Monday, March 25, 2013

Book Review: The Lady's Tutor [1999]

I read The Lady’s Tutor by Robin Schone because it came up several times in my search for potential 50 Shades of Grey readalikes, and it was one of the few historical romances that appeared on any lists. However, I definitely would not categorize it as a "readalike." It’s a historical romance with some explicit sexual content. I’ll explain further after the review.


The year is 1886. Mrs. Elizabeth Petre is the wife of England’s Chancellor of the Exchequer, to whom she has been married for sixteen years. Though they have done their duty and produced two sons, Elizabeth’s husband has never come to her bed for pleasure.

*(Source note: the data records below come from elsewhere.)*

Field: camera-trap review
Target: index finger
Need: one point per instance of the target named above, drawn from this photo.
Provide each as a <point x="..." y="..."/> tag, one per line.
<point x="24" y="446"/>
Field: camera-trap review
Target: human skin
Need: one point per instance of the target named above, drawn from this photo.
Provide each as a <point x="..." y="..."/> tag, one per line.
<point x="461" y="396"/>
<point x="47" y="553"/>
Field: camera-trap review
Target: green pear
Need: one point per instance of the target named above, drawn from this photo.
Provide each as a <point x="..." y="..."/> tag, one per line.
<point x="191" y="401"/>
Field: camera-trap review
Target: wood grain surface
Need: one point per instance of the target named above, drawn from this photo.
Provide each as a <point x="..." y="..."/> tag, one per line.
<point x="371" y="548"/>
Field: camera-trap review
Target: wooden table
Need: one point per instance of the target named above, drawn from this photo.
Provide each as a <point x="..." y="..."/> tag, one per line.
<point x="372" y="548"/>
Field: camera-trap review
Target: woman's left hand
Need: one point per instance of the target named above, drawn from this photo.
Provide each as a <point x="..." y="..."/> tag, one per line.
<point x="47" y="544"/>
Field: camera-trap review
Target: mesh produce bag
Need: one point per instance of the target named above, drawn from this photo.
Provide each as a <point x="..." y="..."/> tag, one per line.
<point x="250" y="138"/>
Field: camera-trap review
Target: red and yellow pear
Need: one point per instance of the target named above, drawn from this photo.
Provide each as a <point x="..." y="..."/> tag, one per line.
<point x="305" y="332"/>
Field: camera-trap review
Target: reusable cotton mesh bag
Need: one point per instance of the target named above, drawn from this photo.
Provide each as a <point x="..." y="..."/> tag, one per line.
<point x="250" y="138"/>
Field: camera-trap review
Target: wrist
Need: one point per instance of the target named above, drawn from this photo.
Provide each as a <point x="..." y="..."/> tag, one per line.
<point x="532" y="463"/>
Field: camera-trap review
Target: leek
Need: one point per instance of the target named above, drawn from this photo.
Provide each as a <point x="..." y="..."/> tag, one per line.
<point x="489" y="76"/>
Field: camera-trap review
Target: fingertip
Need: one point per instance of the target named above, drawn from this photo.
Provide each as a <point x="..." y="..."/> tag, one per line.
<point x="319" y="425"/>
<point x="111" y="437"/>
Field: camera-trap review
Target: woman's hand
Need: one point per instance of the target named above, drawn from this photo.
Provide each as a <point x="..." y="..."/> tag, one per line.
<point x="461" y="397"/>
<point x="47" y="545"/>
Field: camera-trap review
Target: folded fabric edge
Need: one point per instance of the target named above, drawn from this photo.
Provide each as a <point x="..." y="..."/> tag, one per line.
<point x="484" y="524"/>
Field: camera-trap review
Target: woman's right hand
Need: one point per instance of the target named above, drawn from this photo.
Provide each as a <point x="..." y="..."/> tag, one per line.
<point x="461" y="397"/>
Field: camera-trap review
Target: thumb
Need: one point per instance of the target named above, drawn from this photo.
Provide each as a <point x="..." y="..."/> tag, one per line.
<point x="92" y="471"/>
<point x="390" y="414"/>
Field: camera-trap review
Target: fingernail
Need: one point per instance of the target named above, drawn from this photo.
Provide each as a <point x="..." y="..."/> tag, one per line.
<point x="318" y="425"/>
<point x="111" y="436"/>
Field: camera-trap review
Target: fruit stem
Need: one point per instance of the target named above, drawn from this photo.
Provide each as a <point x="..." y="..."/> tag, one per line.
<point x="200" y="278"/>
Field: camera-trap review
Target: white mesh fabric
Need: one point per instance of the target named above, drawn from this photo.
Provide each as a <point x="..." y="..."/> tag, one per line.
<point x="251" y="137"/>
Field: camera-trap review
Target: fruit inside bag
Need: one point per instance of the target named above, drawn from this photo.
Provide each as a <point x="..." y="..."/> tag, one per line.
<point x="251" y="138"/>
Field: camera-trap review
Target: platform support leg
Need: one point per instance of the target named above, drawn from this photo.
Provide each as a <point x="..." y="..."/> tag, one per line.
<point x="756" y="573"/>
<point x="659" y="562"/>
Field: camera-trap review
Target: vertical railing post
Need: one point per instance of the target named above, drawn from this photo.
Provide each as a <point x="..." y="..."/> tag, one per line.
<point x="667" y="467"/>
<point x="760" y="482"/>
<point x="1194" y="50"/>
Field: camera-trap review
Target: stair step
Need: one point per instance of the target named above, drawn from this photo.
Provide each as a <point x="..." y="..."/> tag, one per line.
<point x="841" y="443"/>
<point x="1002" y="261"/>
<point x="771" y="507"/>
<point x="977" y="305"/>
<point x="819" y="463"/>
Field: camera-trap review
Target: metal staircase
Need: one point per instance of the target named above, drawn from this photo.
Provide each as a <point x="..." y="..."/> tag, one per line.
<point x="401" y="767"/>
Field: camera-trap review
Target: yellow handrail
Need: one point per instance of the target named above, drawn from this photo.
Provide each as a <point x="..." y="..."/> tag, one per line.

When rumors reach her regarding the existence of her husband’s mistress, she decides to take matters into her own hands and learn the arts of seduction. She selects the “Bastard Sheikh” Ramiel Devington, the son of an English countess and an Arab sheikh, to provide instruction. But as Ramiel begins to teach Elizabeth about the sensual arts, their student-teacher relationship quickly blossoms into something deeper.

After denying her own sexual appetites for the entirety of her married life, Elizabeth is intrigued and aroused by the acts Ramiel describes, as well as by the man himself. However, she risks her reputation each time she visits him at his house, and as the wife of a politician and the daughter of the Prime Minister, she is even more tightly constrained than most women. Her husband--who has dark secrets of his own--holds all the power, and would have legal custody of her children were they to divorce. It is difficult to describe the plot without giving too much away, but suffice it to say that Elizabeth’s freedom, and future with Ramiel, hinges on her husband’s involvement in a secret society called the Uranians.

Grade: B-

Despite the interesting teacher-student dynamic, with its Arabic flavor (Schone quotes extensively from a book called The Perfumed Garden of the Cheikh Nefza), and the fact that Schone thanks reference librarians in her acknowledgments, something about this book left me cold. It could have been the way that Schone incorporated homosexuality, or the use of italics, or just that I wasn’t in the mood for it.

Nevertheless, Elizabeth in particular is an interesting and complex character, as severely constrained as she has been by her family and society. Ramiel also has been slighted by society and, like Christian Grey, is troubled by past abuse. The book does contain explicit sex. However, I still wouldn’t class it as a 50 Shades readalike. Ramiel is much more experienced than Elizabeth, and that shapes their power dynamic somewhat, but there are no control issues being played out between them. If anything, she has more power socially than he does, although he is wealthy. Instead, I’d suggest that the book is more closely related to Cecilia Grant’s A Lady Awakened (one of my favorites from last year).